Ken wrote:
>Def 12 on monoidal equivalence rubs me strangely, because FG->1 and GF->1 feel like they "want" to be a unit & counit

Yes, I was also waiting for an opportunity to ask about existence of identities similar to that of adjoints and what do they mean. Here are a few pictures:

So as I understand, **equivalence** means that we are trying to find a similar piece of structure between \\(C\\) and \\(D\\), and once we found it, we want some property being preserved. Still I need to catch up, so what I'm saying further is not precise at all, but it seems that with equivalence we are preserving products (or more generally limits). Also it seems that monoidal products can be constructed using products in a category. For example we can have a functor \\(\otimes: (b, c) \mapsto a, (b, a) \mapsto a, (c, a) \mapsto a\\), and using it we make \\(C\\) into monoidal category.
Similarly for co-equivalence (I totally made up this, need to find out what it name is), when you have natural transformation arrows reversed - this time we preserve coproducts.

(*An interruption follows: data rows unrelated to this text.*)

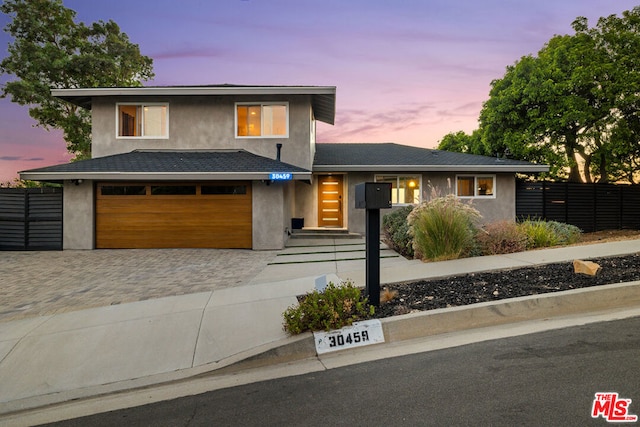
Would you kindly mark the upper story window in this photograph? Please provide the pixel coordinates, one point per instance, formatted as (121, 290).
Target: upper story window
(405, 189)
(266, 120)
(476, 186)
(142, 120)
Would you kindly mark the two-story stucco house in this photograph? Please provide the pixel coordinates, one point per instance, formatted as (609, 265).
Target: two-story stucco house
(231, 166)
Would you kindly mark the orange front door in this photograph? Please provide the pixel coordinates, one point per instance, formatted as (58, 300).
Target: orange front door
(330, 201)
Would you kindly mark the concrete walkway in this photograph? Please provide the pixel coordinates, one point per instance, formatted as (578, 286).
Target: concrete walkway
(71, 355)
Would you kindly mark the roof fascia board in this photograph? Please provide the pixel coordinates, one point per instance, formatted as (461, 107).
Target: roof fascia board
(196, 90)
(431, 168)
(163, 176)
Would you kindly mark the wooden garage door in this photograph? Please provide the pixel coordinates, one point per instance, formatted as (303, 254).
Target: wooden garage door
(183, 215)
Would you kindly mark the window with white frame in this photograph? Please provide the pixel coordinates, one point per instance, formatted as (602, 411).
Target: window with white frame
(405, 189)
(142, 120)
(265, 120)
(476, 186)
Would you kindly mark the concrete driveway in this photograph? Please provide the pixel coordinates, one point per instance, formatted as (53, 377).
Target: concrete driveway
(43, 283)
(52, 282)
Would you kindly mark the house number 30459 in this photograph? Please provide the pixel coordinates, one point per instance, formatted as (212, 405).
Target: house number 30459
(340, 339)
(359, 334)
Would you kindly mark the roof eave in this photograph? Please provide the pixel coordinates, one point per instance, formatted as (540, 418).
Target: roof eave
(433, 168)
(157, 176)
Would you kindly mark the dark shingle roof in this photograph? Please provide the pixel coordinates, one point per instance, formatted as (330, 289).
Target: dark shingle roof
(396, 157)
(222, 164)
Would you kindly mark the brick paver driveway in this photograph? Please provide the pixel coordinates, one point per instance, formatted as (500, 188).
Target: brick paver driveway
(41, 283)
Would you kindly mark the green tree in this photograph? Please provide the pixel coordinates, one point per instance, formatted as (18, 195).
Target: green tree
(574, 106)
(463, 143)
(51, 50)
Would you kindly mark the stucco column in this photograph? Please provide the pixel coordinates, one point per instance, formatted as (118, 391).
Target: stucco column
(78, 216)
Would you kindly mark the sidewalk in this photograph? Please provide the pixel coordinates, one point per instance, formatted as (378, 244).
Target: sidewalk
(59, 357)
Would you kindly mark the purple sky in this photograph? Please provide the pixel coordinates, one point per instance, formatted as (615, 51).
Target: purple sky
(406, 71)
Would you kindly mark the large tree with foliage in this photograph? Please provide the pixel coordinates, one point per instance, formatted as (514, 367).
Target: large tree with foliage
(573, 106)
(51, 50)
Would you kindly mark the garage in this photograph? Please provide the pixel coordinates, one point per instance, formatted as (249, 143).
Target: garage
(215, 214)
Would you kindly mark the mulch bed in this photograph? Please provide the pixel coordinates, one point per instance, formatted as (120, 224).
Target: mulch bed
(496, 285)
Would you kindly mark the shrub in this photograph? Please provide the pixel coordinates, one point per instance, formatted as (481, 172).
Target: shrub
(395, 229)
(335, 307)
(566, 234)
(539, 234)
(443, 228)
(503, 237)
(543, 234)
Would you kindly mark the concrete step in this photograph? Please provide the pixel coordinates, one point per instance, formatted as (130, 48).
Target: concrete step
(324, 233)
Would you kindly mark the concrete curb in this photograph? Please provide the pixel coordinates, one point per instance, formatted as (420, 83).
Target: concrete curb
(441, 321)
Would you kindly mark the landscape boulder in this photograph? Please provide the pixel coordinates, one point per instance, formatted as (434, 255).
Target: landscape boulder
(585, 267)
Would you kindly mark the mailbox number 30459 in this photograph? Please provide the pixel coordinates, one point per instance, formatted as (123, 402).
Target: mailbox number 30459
(350, 338)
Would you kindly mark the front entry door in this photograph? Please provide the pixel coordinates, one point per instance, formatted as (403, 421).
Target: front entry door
(330, 201)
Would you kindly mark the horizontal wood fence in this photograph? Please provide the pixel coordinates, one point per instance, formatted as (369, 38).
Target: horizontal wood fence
(31, 219)
(591, 207)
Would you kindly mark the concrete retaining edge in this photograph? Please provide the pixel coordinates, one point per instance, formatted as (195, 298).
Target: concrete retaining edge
(440, 321)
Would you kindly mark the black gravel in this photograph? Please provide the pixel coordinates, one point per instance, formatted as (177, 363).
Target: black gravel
(496, 285)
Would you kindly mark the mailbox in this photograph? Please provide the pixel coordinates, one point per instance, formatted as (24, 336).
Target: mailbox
(373, 195)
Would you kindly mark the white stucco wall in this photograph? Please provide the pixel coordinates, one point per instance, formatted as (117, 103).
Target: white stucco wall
(201, 122)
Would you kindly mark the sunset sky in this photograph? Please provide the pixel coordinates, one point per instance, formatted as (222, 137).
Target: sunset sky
(406, 71)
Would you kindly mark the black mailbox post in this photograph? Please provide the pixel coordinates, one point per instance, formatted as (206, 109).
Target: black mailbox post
(373, 196)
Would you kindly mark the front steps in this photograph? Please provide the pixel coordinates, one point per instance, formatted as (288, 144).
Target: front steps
(323, 233)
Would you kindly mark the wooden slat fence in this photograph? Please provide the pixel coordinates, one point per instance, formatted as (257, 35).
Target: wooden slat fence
(31, 219)
(591, 207)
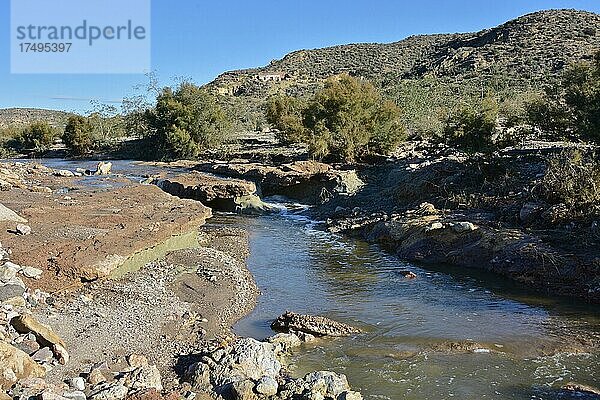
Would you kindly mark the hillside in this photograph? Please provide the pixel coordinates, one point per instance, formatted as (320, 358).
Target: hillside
(518, 55)
(16, 117)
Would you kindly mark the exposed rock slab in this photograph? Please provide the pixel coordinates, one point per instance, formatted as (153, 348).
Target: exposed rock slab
(251, 370)
(223, 194)
(307, 181)
(94, 232)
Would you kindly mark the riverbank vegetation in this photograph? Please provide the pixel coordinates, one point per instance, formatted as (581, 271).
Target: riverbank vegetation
(348, 120)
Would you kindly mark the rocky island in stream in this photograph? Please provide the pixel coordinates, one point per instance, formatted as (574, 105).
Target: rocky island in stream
(409, 220)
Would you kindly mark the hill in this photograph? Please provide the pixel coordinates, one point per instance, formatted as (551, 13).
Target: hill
(520, 55)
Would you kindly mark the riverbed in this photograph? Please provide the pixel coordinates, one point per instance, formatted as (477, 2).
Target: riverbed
(449, 333)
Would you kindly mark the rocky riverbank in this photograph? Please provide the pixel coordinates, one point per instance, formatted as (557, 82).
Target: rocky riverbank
(431, 204)
(132, 294)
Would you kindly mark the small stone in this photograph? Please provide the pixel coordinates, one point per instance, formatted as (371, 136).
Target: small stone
(5, 186)
(6, 214)
(136, 361)
(435, 226)
(77, 383)
(96, 377)
(243, 390)
(408, 274)
(145, 377)
(23, 230)
(43, 355)
(287, 340)
(48, 395)
(64, 173)
(31, 272)
(460, 227)
(106, 391)
(267, 386)
(61, 354)
(350, 395)
(28, 346)
(7, 272)
(75, 395)
(12, 289)
(103, 168)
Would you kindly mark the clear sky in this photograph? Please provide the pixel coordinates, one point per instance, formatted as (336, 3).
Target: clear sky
(200, 39)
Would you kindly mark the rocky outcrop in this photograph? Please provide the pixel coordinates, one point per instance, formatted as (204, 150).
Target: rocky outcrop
(90, 234)
(253, 370)
(222, 194)
(312, 324)
(473, 240)
(310, 182)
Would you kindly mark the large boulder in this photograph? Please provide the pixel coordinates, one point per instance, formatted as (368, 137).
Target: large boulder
(6, 214)
(310, 182)
(223, 194)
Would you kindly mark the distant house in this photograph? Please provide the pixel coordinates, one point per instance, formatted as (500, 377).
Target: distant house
(270, 77)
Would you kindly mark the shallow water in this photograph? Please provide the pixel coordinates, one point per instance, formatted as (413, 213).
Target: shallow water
(513, 333)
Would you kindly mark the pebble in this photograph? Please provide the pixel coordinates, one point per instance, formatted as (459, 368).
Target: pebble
(77, 383)
(23, 230)
(31, 272)
(43, 355)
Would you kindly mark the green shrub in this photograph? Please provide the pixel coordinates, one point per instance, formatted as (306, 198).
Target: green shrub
(571, 109)
(284, 113)
(346, 121)
(38, 136)
(184, 122)
(77, 136)
(472, 128)
(572, 178)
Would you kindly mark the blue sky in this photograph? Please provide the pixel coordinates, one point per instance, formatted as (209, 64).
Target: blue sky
(200, 39)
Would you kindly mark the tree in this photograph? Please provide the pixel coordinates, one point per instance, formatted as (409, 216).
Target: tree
(472, 128)
(38, 136)
(77, 136)
(184, 122)
(572, 107)
(284, 113)
(347, 120)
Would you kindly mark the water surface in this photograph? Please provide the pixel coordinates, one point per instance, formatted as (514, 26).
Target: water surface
(517, 344)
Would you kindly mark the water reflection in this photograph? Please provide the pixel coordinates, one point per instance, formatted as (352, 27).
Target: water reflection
(467, 335)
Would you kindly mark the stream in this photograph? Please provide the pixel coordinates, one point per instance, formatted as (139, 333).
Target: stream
(449, 333)
(509, 343)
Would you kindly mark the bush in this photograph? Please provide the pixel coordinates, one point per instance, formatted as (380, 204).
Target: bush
(184, 122)
(346, 121)
(77, 136)
(571, 108)
(573, 178)
(38, 136)
(471, 128)
(284, 113)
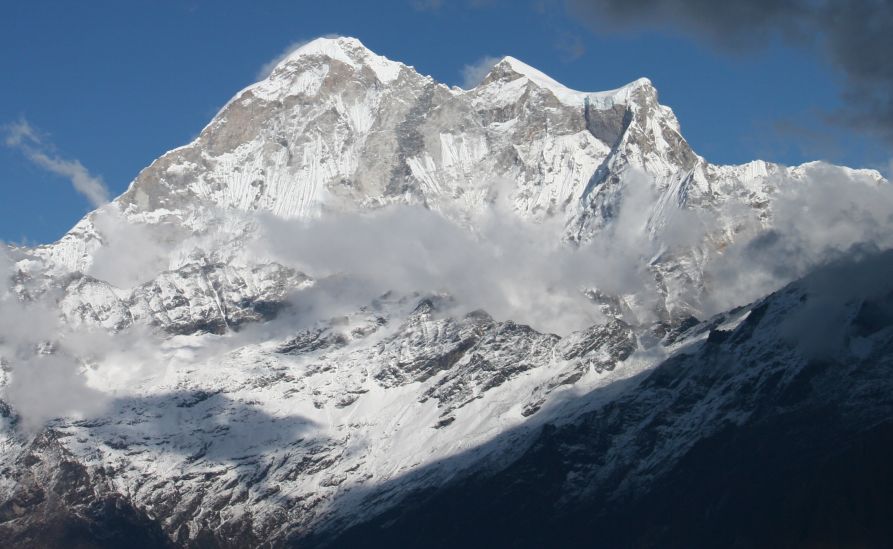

From these one can easily pick up unit and counit. Using unit \\(1_C \Rightarrow G \circ F\\) we contract \\(C\\) to \\(G \circ F\\) along morphisms, and using counit \\(F \circ G \Rightarrow 1_D \\) we ensure that \\(G \circ F \circ G \circ F\\) is naturally isomorphic to \\(G \circ F\\).

Hopefully at least something from above makes any sense.

**EDIT 1** While I was writing this, John already answered this question in 11.